Despite the wrath that I felt in response to the DoJ brief, I have never seen marriage equality as the most important—or perhaps even the 100th most—important issue that we face as a country or as LGBT people. I am mindful that as Americans and citizens of the world, LGBT people need our president to succeed in implementing an incredibly broad agenda. Let’s be real—extending healthcare to all Americans (with a public option) would serve more LGBT people than does marriage equality. Reversing global warming is critical to all of us.
Of course, LGBT people are not the only Americans who experience daily social injustice in this country. Unfortunately, relatively privileged LGBT people like myself have often acted as though our concerns supersede those of others. During the Prop 8 campaign, several LGBT organizations led by white people neglected to reach out to communities of color.
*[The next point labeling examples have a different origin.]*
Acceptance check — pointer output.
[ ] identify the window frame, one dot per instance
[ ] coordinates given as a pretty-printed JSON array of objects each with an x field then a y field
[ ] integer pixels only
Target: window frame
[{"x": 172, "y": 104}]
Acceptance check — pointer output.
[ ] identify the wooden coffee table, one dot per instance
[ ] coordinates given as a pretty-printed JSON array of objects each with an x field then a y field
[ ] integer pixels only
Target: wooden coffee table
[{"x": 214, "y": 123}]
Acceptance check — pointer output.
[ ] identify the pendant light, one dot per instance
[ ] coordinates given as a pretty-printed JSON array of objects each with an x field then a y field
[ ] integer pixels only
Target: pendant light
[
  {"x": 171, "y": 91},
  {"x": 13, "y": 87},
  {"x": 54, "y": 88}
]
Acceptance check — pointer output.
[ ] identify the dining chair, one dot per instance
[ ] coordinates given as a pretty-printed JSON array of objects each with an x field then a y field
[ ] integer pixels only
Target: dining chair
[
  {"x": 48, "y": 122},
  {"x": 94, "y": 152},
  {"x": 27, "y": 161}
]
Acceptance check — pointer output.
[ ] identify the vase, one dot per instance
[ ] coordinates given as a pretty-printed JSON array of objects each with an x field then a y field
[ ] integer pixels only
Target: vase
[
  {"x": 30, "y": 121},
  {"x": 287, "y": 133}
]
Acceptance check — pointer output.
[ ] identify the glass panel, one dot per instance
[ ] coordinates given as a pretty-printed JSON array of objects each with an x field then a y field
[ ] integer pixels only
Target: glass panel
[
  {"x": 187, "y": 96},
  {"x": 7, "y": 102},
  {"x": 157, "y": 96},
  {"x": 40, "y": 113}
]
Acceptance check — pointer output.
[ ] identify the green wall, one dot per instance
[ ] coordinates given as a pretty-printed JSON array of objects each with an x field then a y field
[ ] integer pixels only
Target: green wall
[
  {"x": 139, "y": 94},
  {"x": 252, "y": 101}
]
The No on 8 campaign itself foolishly overlooked then-candidate Obama’s own offer of support last Fall. I can only imagine how infuriated he must have been to then see white LGBT people blame people of color, after demonstrating such a deeply entrenched degree of incompetence and institutional racism.
Make no mistake—the injustice that lesbian, gay, bisexual and transgender people experience is immediate and humiliating. It does us great harm in sometimes subtle and all-too-often deadly ways. Although marriage equality is important to many of us, the impact of violence, discrimination and rejection by family has a wider legacy in our lives. This legacy disrupts LGBT communities, endangers LGBT lives, undermines LGBT public health, and contributes to political mistakes such as those mentioned above.
Mistrust and division are difficult to avoid in a population that's experienced such widespread rejection (or very reasonable fear of rejection) by our own families and communities. Although LGBT people have made great strides, our progress has been limited by this reality. For us to succeed, it's essential that we engage and build good faith with people of conscience like Barack Obama, especially in the face of stumbles as painful and unnecessary as the Department of Justice brief.
We are right to be impatient for change. We are doubly right to demonstrate to President Obama, his administration and our nation the full force of our demands—ideally backed with the force that we desperately need to develop, by doing a much better job of building alliances with other communities. We cannot in our impatience set this administration up as our antagonist when the reality is much more complicated. We also cannot afford to vilify each other, no matter how necessary it is to hold ourselves to a higher standard as we seek or fail to build powerful, multiracial alliances.
The scale of what we all face at this moment is too important for that.